The migra­tion wasn’t quite as easy as all that. I installed the Migra­tion Assist­ant on the old laptop, con­nec­ted the new one with an Eth­er­net cable, typed in the num­ber that appears on the new one into the old one, got the mes­sage “Pre­par­ing inform­a­tion…” and waited. 15 or so minutes later, the new one says it’s lost the net­work con­nec­tion and gives me a new num­ber, while the old one pops up the dia­log to type the new num­ber into. I repeated the pro­cess a couple of times, chan­ging vari­ables (con­nect through DHCP rather than dir­ectly) with no suc­cess. So I made an appoint­ment with the Genius Bar in the local Apple store and went in there.

The Genius bar per­son said that there’s a known issue that’s solved by updat­ing the Migra­tion Assist­ant to the latest ver­sion. She updated the soft­ware, but it didn’t solve the issue; the same prob­lem crops up.
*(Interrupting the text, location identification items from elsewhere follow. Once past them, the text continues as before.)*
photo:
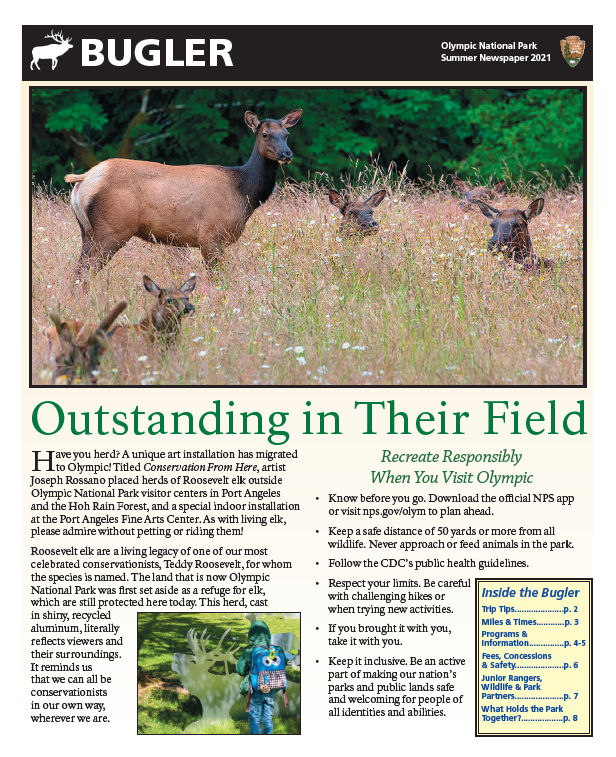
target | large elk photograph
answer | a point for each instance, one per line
(338, 236)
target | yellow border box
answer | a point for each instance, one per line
(533, 657)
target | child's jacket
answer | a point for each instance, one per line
(258, 635)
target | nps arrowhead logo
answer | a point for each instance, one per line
(50, 52)
(572, 49)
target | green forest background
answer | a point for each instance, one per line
(431, 132)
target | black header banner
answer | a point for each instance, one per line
(202, 54)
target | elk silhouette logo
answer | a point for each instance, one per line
(50, 52)
(572, 49)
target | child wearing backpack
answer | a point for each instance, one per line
(262, 667)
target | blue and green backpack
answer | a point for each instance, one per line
(267, 669)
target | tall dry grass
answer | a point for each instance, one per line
(295, 302)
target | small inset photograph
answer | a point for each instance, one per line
(339, 236)
(218, 673)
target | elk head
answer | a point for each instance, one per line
(272, 135)
(171, 305)
(78, 348)
(357, 214)
(510, 230)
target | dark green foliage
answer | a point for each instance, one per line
(431, 132)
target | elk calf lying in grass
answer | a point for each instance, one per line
(76, 347)
(510, 231)
(163, 321)
(357, 215)
(471, 194)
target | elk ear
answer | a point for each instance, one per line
(151, 287)
(376, 199)
(291, 118)
(252, 120)
(487, 210)
(188, 287)
(535, 208)
(336, 199)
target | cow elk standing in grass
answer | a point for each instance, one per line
(182, 206)
(510, 231)
(357, 214)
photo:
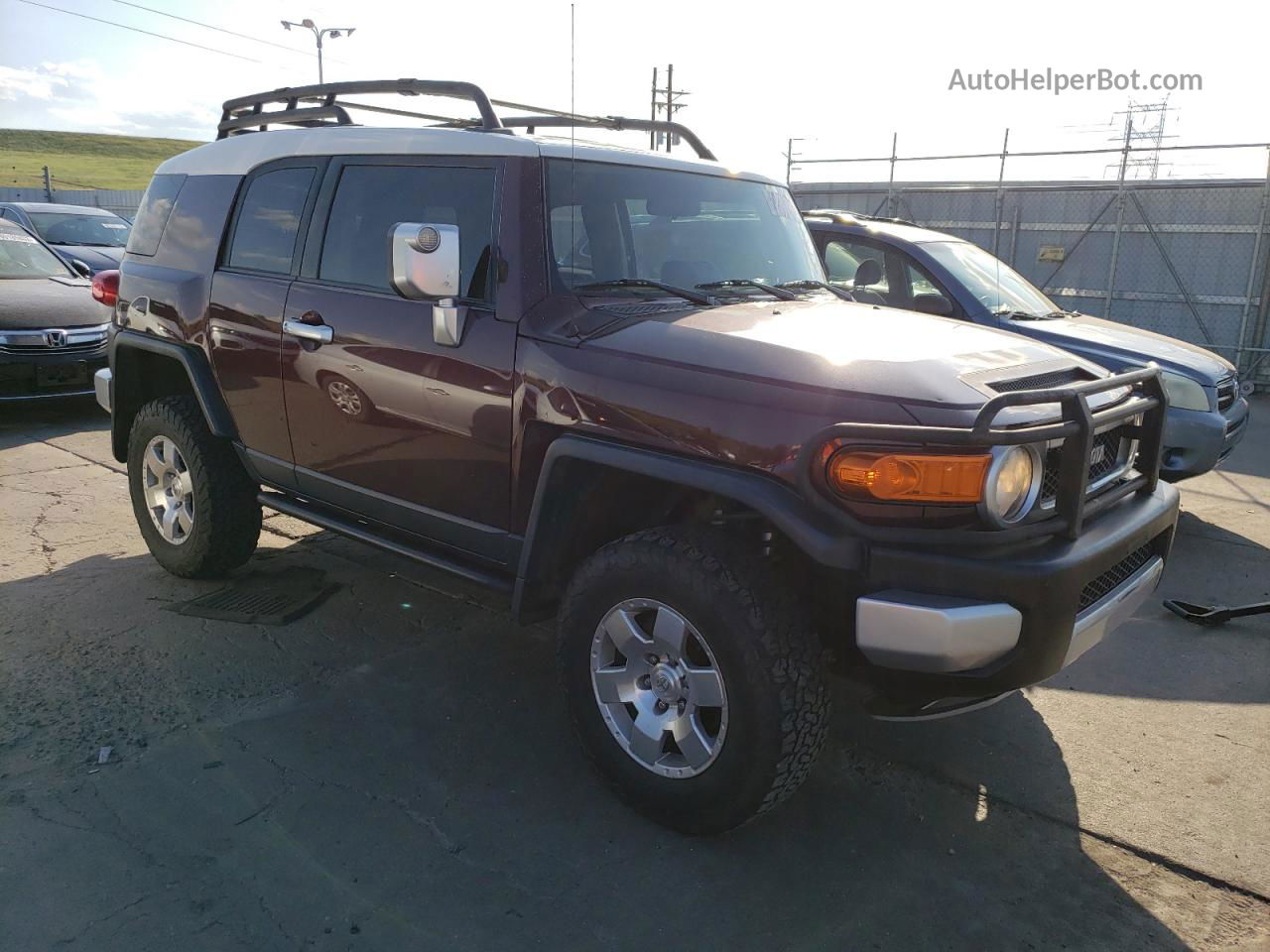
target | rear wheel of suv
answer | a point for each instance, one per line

She did offer to move everything by hand by pulling out the old disk but I decided I didn’t feel like wait­ing that long in the mall. And I remembered that I had a Time Machine backup at home, which should also work to put the inform­a­tion on the disk.

Back at home I backed up to the Time Machine, then star­ted up the install­a­tion pro­ced­ure on the new laptop and chose to install set­tings and files from the Time Machine. Then I waited. Approx­im­ately six hours later (no exag­ger­a­tion; the con­stant mes­sage was “check­ing Time Machine backup”) there was some error say­ing it wasn’t an OS X disk, or some­thing like that. At this stage I gave up and decided to just rsync my user dir­ect­ory includ­ing my applic­a­tions. That worked just fine and was much quicker (about 15 minutes start to finish).

It turns out that rsync on the Mac is a little con­tro­ver­sial. There’s more in-depth dis­cus­sion in the com­ments to one of Tim’s posts. For my pur­poses, rsync worked well; I did take the ele­ment­ary pre­cau­tion of log­ging out on the tar­get laptop first.

{ 5 } Comments

  1. Boris Mann | Jan 29, 2009 at 2:29 pm | Permalink

    I’ve never done a migra­tion over Eth­er­net, just with FireWire or USB.

    I actu­ally rarely use the Migra­tion Assist­ant. I find it bet­ter / cleaner / faster / more stable to install and con­fig­ure the hand­ful of apps that I use. It also nicely wipes the “Cruft” of apps that I no longer use or need.

  2. John M. | Jan 29, 2009 at 3:10 pm | Permalink

    I’m glad to hear that rsync worked so quickly for you!

    The loss of tar­get disk mode is why so many people are dis­ap­poin­ted by the lack of firewire on the new macbook.

  3. Derek K. Miller | Jan 29, 2009 at 7:44 pm | Permalink

    Ah, this is why I like hav­ing FireWire on all our Macs, and why it’s a shame the new Mac­Book lacks it. I’ve never had an issue migrat­ing accounts over FireWire. Even aside from using Migra­tion Assist­ant, some­thing like rsync or (bet­ter) Car­bon Copy Cloner works great over FireWire. Oh well.

  4. Alexander Kellett | Feb 02, 2009 at 10:52 am | Permalink

    On a pos­it­ive note… Restor­ing via Time Machine over USB 2 works really well.

  5. Tony | Apr 27, 2009 at 4:08 pm | Permalink

    Firewire.…why not just get a Firewrie-USB adapter?